O sintoma que ninguém liga à causa
O resultado aparece anos depois, e quase sempre é mal diagnosticado.
Diz-se que "não há talento no mercado". Há. O que não há é um lugar onde ele possa crescer sem esperar que se reforme. O profissional entra, aprende, chega ao seu pico e, descobre que a única forma de subir é sair. Sair da empresa, sair do sector, às vezes sair do país.
A empresa forma e não colhe. O valor sai uma vez e não volta a circular. E, como no futebol, quem forma sem reter, acaba a exportar o seu único activo pelo preço mais baixo possível.
Há um segundo sintoma, mais discreto, que costuma aparecer antes deste: a empresa deixa de ter discussões. Quando todos os lugares de decisão são ocupados por pessoas que devm o lugar à mesma pessoa, as reuniões tornam-se confortáveis. Ninguém contraria. E uma empresa onde ninguém contraria não é uma empresa alinhada, é uma empresa surda, que vai descobrir o erro pelo mercado em vez de o descobrir pela equipa.
Como se distingue uma coisa da outra
Lealdade não é um defeito. É um activo, em equipas pequenas, é muitas vezes o que segura tudo. O problema não é valorizar quem fica.
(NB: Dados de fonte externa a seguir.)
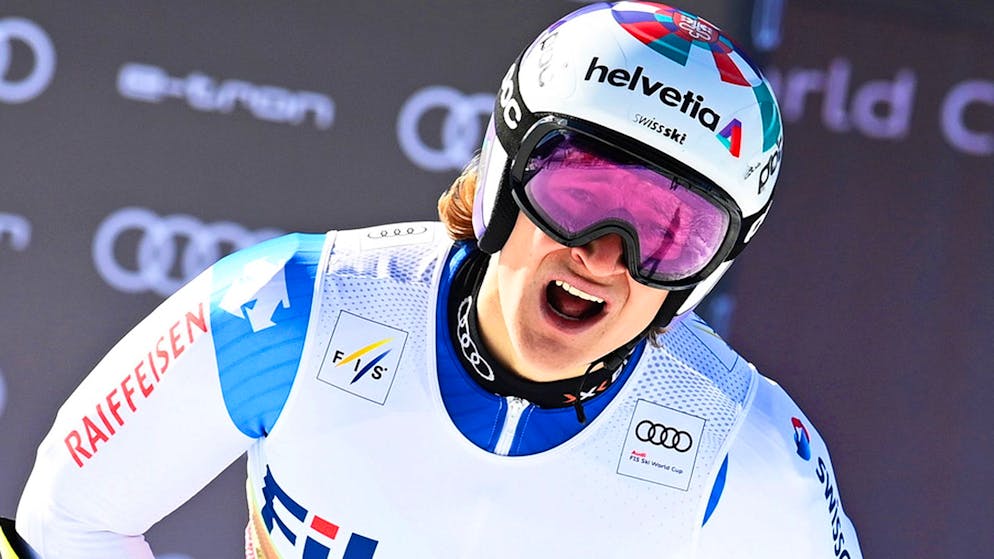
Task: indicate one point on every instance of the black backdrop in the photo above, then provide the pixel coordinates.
(141, 140)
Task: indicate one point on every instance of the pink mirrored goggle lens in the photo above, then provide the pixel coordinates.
(577, 191)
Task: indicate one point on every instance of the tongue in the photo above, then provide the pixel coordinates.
(569, 305)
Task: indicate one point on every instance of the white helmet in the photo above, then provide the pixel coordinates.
(664, 86)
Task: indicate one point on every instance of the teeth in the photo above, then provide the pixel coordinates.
(577, 293)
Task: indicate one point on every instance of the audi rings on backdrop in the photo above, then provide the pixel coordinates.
(21, 90)
(171, 250)
(661, 435)
(463, 122)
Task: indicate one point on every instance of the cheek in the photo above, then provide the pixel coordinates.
(644, 302)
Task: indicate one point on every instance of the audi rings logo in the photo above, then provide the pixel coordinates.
(462, 125)
(168, 251)
(15, 87)
(661, 435)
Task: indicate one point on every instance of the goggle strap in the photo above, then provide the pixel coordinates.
(748, 223)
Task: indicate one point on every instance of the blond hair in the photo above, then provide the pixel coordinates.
(455, 205)
(455, 209)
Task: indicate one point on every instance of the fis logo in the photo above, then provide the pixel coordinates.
(317, 535)
(357, 357)
(731, 137)
(363, 357)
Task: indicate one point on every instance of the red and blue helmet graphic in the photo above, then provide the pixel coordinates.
(801, 438)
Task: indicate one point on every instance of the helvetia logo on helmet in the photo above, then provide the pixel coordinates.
(687, 102)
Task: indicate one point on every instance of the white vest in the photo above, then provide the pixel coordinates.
(370, 463)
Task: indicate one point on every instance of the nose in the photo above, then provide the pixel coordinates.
(603, 256)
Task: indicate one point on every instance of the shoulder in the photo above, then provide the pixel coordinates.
(780, 492)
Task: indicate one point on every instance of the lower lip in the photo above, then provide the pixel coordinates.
(564, 324)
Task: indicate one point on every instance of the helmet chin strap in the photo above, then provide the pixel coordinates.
(612, 361)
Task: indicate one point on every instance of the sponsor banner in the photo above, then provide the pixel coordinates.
(463, 119)
(22, 88)
(169, 250)
(152, 84)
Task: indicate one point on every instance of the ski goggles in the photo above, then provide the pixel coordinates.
(578, 182)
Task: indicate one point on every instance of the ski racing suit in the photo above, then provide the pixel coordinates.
(327, 357)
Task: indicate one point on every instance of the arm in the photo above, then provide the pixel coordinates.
(184, 394)
(780, 495)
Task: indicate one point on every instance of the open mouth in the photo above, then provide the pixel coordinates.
(571, 303)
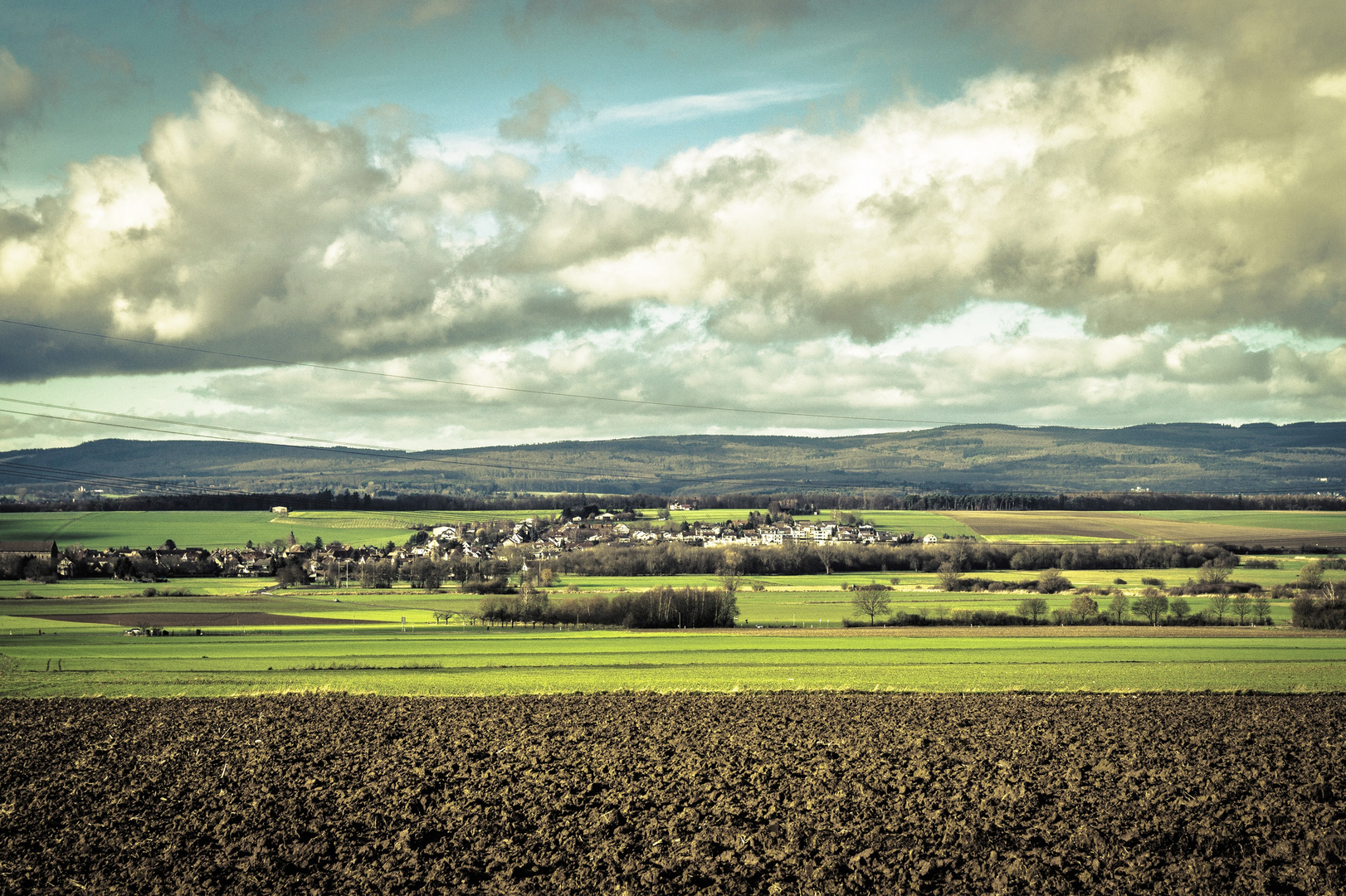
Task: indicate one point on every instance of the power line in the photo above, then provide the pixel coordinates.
(476, 385)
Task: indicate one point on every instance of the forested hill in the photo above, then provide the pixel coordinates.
(1173, 458)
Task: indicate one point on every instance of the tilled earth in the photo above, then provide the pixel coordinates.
(675, 794)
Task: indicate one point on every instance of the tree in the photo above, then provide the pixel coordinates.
(1220, 606)
(729, 571)
(1242, 606)
(828, 554)
(1151, 604)
(1261, 608)
(1311, 576)
(1050, 582)
(1032, 607)
(1213, 575)
(950, 575)
(871, 601)
(1118, 607)
(291, 575)
(1084, 607)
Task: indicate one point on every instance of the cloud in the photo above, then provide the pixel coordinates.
(17, 92)
(1135, 188)
(534, 114)
(1041, 369)
(249, 229)
(705, 105)
(348, 17)
(751, 17)
(1085, 244)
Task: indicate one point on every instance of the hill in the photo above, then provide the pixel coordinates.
(1174, 458)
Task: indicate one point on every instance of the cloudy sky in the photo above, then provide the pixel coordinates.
(850, 216)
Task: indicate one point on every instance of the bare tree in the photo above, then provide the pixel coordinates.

É deixar de avaliar quem fica.
A distinção prática é simples: a lealdade deve pesar no como se trata alguém, não no que se lhe entrega. Alguém leal merece franqueza, temoo e uma conversa difícil feita a horas. Não merece uma função para a qual não tem competência, porque isso não é uma recompensa, é uma armadilha lenta, para a pessoa e para a empresa.
Duas perguntas
A primeira: quandas das suas decisões de pessoas nos últimos doze meses foram tomadas pelo balanço e quantas pela lealdade? Sem responder em voz alta. Só para si.
A segunda, mais desconfortável: se um concorrente lhe oferecesse hoje o sobre por um dos seus melhores quadros, isso seria uma perda, ou seria a prova de que formou alguém que vale dinheiro?
Quem herda adeptos gere aplausos. Quem gere uma empresa, gere resultados. E as duas coisas, raramente aplaudem ao mesmo tempo.